SECTION 2.03.Bonds Issued as Collateral Security.The bonds of Series 2006 shall be issued, delivered, and pledged to, and registered in the name of, the Administrative Agent in order to secure and provide for, and as collateral security for, the due and punctual payment of the Obligations and the Other Obligations.
SECTION 2.04.Credit for Payments under Credit Agreement.(a) The Company shall receive a credit against its obligation to make any payment of interest on the bonds of Series 2006, whether on an Interest Payment Date, at maturity, upon redemption, upon acceleration or otherwise, in an amount equal to the amount, if any, paid by or for the account of the Company in respect of any corresponding payment of the outstanding Obligations (other than principal) under the Credit Agreement. The obligation of the Company to make any payment with respect to the principal of the bonds of Series 2006 shall be credited in full if, at the time that any such payment of principal shall be due, there shall have been paid by or for the account of the Company an equivalent amount of principal under the Credit Agreement. No payment of principal under the Credit Agreement or under the bonds of Series 2006 shall reduce the stated principal amount of the bonds of Series 2006 unless, and only to the extent that, the aggregate amount of the Commitments is irrevocably reduced in accordance with the provisions of the Credit Agreement.

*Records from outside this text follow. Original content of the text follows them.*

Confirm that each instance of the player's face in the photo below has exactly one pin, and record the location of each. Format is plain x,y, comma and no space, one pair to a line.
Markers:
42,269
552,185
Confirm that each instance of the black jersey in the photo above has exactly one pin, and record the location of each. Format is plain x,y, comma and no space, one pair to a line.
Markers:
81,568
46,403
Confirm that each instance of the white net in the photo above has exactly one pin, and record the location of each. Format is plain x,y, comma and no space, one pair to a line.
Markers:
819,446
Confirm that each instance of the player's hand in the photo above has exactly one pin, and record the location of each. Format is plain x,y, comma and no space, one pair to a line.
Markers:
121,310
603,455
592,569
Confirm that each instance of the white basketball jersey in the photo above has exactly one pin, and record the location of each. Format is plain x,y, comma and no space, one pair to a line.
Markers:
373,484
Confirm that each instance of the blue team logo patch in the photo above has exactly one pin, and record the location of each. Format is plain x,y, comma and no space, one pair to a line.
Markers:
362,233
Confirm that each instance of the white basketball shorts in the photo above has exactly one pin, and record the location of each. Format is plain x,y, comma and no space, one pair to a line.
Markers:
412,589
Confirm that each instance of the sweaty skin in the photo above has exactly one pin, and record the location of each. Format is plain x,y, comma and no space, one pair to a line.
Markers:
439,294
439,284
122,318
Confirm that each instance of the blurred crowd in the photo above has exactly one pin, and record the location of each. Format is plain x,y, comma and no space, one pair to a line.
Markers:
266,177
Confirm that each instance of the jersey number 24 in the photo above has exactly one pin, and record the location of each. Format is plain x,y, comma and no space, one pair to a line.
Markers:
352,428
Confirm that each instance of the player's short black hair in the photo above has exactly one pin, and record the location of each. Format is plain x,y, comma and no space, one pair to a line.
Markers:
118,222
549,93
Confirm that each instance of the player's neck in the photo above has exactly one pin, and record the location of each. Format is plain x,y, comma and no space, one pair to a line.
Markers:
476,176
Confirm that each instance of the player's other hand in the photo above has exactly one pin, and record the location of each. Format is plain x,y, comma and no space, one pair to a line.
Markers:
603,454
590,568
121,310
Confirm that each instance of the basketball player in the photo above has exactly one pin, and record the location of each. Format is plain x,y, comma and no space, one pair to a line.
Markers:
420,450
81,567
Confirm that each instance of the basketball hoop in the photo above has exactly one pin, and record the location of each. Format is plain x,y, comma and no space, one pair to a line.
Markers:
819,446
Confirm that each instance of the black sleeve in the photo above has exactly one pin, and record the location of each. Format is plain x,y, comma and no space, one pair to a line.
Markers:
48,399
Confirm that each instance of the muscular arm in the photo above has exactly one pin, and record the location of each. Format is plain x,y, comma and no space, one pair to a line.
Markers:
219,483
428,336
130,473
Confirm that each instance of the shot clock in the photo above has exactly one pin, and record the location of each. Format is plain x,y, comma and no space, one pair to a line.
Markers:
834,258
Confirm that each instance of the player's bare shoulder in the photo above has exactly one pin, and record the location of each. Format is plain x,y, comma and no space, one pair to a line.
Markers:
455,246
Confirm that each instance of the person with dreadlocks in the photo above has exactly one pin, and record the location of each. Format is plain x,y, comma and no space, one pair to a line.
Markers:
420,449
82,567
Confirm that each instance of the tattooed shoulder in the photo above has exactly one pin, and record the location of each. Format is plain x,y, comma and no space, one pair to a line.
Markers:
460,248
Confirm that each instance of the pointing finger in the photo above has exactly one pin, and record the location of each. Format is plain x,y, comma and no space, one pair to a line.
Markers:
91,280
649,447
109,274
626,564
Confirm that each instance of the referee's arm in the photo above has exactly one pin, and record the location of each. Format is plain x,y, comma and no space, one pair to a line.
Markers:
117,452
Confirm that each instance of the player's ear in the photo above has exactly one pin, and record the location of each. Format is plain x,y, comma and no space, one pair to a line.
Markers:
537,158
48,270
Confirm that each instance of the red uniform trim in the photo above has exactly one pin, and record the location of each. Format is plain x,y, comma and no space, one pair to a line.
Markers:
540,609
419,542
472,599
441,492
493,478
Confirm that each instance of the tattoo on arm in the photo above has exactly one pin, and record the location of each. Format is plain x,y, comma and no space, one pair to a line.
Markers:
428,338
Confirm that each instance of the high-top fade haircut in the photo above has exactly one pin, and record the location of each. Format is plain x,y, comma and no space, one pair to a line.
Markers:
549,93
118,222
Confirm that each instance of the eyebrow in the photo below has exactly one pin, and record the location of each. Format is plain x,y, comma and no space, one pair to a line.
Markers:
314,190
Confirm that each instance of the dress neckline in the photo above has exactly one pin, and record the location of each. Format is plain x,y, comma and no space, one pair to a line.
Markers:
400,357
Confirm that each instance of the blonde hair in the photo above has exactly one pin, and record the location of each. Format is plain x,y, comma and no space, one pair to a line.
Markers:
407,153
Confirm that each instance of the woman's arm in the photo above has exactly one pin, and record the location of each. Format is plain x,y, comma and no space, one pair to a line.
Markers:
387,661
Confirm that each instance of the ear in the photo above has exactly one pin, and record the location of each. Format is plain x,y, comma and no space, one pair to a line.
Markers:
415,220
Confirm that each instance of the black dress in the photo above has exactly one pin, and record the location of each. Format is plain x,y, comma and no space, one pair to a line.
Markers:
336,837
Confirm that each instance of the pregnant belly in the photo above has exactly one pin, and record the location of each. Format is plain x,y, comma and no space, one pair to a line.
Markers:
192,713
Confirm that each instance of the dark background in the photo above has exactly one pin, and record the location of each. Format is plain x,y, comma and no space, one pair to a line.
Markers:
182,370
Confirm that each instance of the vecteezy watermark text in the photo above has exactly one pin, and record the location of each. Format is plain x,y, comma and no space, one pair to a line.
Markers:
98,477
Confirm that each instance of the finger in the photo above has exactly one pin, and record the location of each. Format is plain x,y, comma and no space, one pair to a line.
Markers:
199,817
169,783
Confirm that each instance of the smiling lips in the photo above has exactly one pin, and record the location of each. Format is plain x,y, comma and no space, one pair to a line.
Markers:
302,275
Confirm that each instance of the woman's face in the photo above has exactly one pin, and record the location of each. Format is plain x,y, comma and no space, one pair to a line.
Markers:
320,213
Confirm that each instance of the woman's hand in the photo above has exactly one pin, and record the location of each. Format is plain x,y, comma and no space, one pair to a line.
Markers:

(b) The Trustee may conclusively presume that the obligation of the Company to pay the principal of, and interest on, the bonds of Series 2006, as the same shall become due and payable, has been credited in accordance with this Section 2.04 unless and until it shall have received a written notice (including a telecopy or other form of written telecommunication) from an authorized representative of the Administrative Agent stating that payment of the principal, interest or other Obligations due under the Credit Agreement has become due and payable and has not been fully paid and specifying the amount of funds required to make such payment.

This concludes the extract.